Erik Pause stellte fest, dass er sich auf einem kleinen Bett befand und dass der Kerl, der ihn gerade ansprach, wohl direkt neben ihm stehen musste. Doch er konnte ihn nicht sehen.

»Ihre Freundin war schon tot. Ich leide derzeit an so etwas wie einer Schreibblockade, daher muss ich mir verkrampft irgendwelche Showelemente ausdenken. Ich war nicht besonders einfallsreich, aber die Idee mit dem Mobiltelefon aus dem ausgerissenen Arm Ihrer Freundin ist jetzt nicht die allerschlechteste, wie ich finde. Es tut mir leid, Herr Pause. Aber ich muss das machen. Ich hab auch schon versucht, es den einzelnen Menschen, die ich hier hatte, im Detail zu erklären. Das brachte nichts. Was auch? Sie sind nachher tot und mein Gewissen … na, das gibt es nicht.«

Der Mann hob Eriks Kopf an, was eine plötzliche Verbesserung dessen Sehzustandes nach sich zog. »Was ist das hier?« Eriks Worte zischten durch zerschlagene Zähne wie ein leichter Windstoß durch ein paar morsche Zweige.

»Also. Ich bin ein Vampir. Ja. Buh! Ein Vampir und die gibt es wirklich. Ich bin das schon immer gewesen. Vladimir Ivanov ist mein Name und ich lebe hier. Auch schon immer.«

Der junge Mann aus Calw ermittelte mit seinem kaum funktionierenden Sehvermögen, dass Ivanov nach einer Spritze griff.

»Das läuft immer so ab. Ich bin dazu da, dass Leute verschwinden und totgeschunden wieder auftauchen. Niemand weiß erst mal, was los ist. Dann werden rationale Lösungen gesucht und auch gefunden. In Form eines Serienmörders und nicht eines unsichtbaren Hauses im Wald. Jaahaaa. Unsichtbar. Wie albern, werden Sie jetzt denken. Dazu noch die flotte Farbe an der Außenwand. Das eine ist der Versuch, sich mit Mitteln zu verstecken, die für den menschlichen Verstand nicht zu begreifen sind, das andere ist einfach nur geschmackvoll, wie ich finde.«

Das Bett bewegte sich nun, nur war es Erik selbst, der es zum Rütteln brachte. Panisch versuchte er, auf dem Bett herumzurobben, doch er war gelähmt.

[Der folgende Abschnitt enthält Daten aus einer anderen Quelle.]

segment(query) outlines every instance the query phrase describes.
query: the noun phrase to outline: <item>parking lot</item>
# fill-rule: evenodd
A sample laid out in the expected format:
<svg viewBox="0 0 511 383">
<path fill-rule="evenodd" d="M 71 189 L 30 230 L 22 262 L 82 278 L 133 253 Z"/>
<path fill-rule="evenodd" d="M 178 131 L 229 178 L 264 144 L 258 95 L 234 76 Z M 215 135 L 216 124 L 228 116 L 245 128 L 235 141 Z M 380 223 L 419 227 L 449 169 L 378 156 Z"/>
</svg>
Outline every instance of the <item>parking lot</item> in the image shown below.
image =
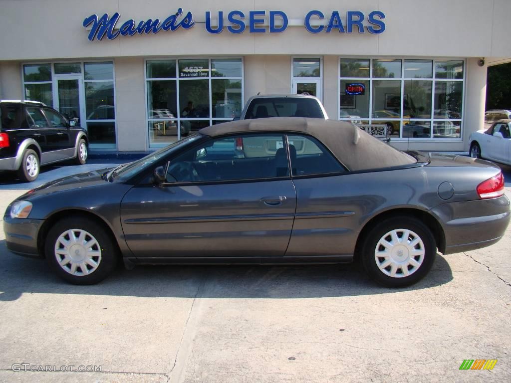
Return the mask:
<svg viewBox="0 0 511 383">
<path fill-rule="evenodd" d="M 30 186 L 1 175 L 0 210 L 27 186 L 122 162 L 43 169 Z M 511 227 L 399 290 L 357 265 L 144 266 L 81 286 L 7 251 L 2 231 L 0 381 L 510 381 L 510 248 Z M 459 370 L 467 359 L 498 362 Z"/>
</svg>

»Das geht nicht. Also, wie gesagt, ich bin ein Vampir. Laut Internetrecherchen der einzige, den es gibt. Also bin ich wohl Dracula. Zumindest ist das so für mich zu erklären. Ich habe den Auftrag, dafür zu sorgen, dass es nach wie vor Geschichten um mich gibt. Leider kann ich niemandem davon erzählen. Ich habe es probiert. Das schwöre ich. Ich bin nach draußen. Nachts, weil es anders einfach nicht geht. Ich weiß, dass es den Tag gibt, ich war schon einmal früher wach. Doch das war mehr eine Dämmerung. Im Internet habe ich meinen Standort gegoogelt. Leider nicht Transsylvanien, aber immerhin Österreich. Wenn ich nachts nach draußen gehe und mit den Menschen reden möchte, dann besitze ich keine innere Kraft über das, was ich Ihnen gerade offenbarte, zu sprechen. Auch all meine anderen Fähigkeiten gibt es da draußen nicht.«

Der Stich war für Erik Pause kaum spürbar in den rechten Oberarm vorgenommen worden.

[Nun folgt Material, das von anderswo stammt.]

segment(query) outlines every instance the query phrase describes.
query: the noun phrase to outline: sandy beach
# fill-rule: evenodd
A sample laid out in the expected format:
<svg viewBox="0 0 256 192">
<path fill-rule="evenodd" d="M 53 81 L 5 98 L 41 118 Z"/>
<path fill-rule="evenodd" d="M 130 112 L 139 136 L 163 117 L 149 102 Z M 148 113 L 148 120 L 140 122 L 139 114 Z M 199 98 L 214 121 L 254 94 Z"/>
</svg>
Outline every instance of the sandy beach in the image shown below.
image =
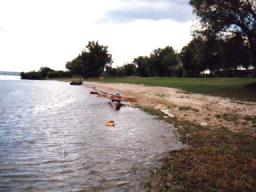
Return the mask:
<svg viewBox="0 0 256 192">
<path fill-rule="evenodd" d="M 256 116 L 256 102 L 186 92 L 181 90 L 143 84 L 106 84 L 84 82 L 83 85 L 140 100 L 138 104 L 168 110 L 179 120 L 189 120 L 202 126 L 228 128 L 232 131 L 243 130 L 245 124 L 253 127 L 246 118 Z M 253 128 L 250 132 L 256 134 Z"/>
</svg>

»Ich möchte das nicht tun, Erik. Es tut mir leid.«

Zum ersten Mal klang die Stimme von Vladimir Ivanov nicht spitz, sondern verständnisvoll und voller Klagen. Wie ein angeschossenes Reh, welches sich seinem Jäger ergibt, diesen aber zum selben Zeitpunkt eine Klippe hinunterstößt.

»Ich möchte es so tun, dass du nichts davon merkst. Ich verspreche es dir. Bobby, schau mal schnell etwas im Internet für mich nach …«

Erik Pause dämmerte davon. Seine Finger wurden steif und das Letzte, was er hören konnte, war der Motor eines mechanischen Arbeitsgeräts.